寒すぎる空気に、身体を震わせ、冷たい缶詰を食べていました。
大部分が凍っているような気もします。
ただ解けるまで待つのも途方もなく、そのまま口にします。
医務室の気温は、水の凍らない程度になっています。
居住区も似たようなところです。
これで三度目の越冬ですが、私の仕事はだいぶ楽になったことと思います。
ノクス号からの病人が来なくなったという影響もあれば、何人か病人の人が死んだということもあります。
人が死んで楽になった、と喜ぶのも些かどうかと思われますが、実際これが事実なのです。
私は楽になって、多少なりとも嬉しさがありました。
そもそも私はノクス号の隊員など、微塵も知りはしませんし、信用もできない。
思えば、彼らに信用のできる要素などなかったのです。言ってしまえば、私たちの敵が減ったのです。
「サヴィクさん、生きてますか?」
缶詰を半分ほど食べたところで、どうにも食べる気が失せて背後の少女に小さく声を掛けます。
此処には他にも人が詰め込まれているため、何やら文句を言われるのが面倒だったためです。

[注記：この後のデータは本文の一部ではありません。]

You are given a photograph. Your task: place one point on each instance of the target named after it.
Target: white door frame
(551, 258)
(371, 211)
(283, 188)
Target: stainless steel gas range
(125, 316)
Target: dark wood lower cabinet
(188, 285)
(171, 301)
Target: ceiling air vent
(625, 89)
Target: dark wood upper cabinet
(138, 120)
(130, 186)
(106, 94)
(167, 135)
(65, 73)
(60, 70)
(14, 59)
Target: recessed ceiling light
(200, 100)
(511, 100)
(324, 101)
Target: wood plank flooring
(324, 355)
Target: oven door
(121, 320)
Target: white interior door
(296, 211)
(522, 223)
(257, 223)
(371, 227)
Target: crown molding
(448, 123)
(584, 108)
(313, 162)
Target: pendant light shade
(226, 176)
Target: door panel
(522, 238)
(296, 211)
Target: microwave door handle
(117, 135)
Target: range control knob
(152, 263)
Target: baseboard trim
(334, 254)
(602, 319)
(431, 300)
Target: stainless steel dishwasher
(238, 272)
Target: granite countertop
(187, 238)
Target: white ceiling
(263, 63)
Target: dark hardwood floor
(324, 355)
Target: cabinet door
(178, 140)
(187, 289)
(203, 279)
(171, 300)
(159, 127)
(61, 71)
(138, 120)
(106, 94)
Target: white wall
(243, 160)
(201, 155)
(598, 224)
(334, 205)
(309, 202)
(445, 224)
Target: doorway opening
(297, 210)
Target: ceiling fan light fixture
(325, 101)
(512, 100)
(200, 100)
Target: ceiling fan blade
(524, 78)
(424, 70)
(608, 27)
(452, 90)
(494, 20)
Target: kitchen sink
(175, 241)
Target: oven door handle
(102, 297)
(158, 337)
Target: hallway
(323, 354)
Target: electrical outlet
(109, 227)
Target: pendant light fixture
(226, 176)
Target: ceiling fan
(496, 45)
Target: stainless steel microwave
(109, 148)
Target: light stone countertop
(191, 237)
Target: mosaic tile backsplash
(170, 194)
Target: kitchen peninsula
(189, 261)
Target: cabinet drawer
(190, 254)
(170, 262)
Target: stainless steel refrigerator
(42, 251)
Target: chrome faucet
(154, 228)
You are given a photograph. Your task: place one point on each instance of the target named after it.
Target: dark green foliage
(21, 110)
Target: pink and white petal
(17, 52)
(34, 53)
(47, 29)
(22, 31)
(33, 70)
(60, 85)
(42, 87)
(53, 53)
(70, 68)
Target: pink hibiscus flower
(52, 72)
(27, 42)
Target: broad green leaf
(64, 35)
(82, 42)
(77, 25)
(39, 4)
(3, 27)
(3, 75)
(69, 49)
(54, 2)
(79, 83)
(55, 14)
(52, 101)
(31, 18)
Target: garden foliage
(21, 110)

どうやら本日は、彼女の意識がしっかりしていったようです。
頷きながら、久方ぶりに声を発しました。
「うん」
「それは良かったです」
「シア、大丈夫?」
「ええ、私は結構元気です」
サヴィクさんは、何だか悩まし気に目を閉じます。
その様子を見ていると、やはり不思議な感情が巻き起こってしまいます。
何だか彼女が小さく見えてしまいます。強いて言うならば、庇護欲とかでしょうか?
そう考えると、やはり私には余裕がまだまだあるようです。
申し訳なさに似た感情もありましたが、きっと私は運がいいのでしょう。
うんうん、と自分の幸運に感慨深く思っていると、そういえばと忘れていた仕事を思い出します。
「あっ、ごめんなさい。仕事ありました」
断りを入れて、一度医務室の人たちを見渡してから、居住区角の方へと出ていきます。
医務室には、ぱっと見たところでは死んだ人は居ませんでした。
ただ居住区の方は少しばかり寒いので、何人か死んでるかもしれませんね。
実際、見たところでは何人か死んでそうな人がいるので、溜息が出てしまいます。
もしかしたら生きている可能性を信じて、確認をしたところ、死んでいました。
不幸な人達ではありますが、どうも仕方のないことです。
運ばないといけない、と思いながらも、どうにもやる気が起きずに、死顔を見ていました。苦しそうな顔です。
……何だか見たことがあるような気がします。
確か停泊地で、一緒に祭壇を飾った人だった気がします。
可哀そうにな、と思ってしまいます。
でも、実際死んでしまったのですから仕方ありません、ここで腐らせるわけにもいきませんし。
「ちょっと手伝ってください」
適当な隊員に声をかけ、幾つかの死体を最下部の方へと運びました。
何だか最初はなれませんでしたが、幾度も繰り返すと慣れるものです。
この頃からでしょうか。密かに、魔女なんて言葉が聞こえるようになったのは。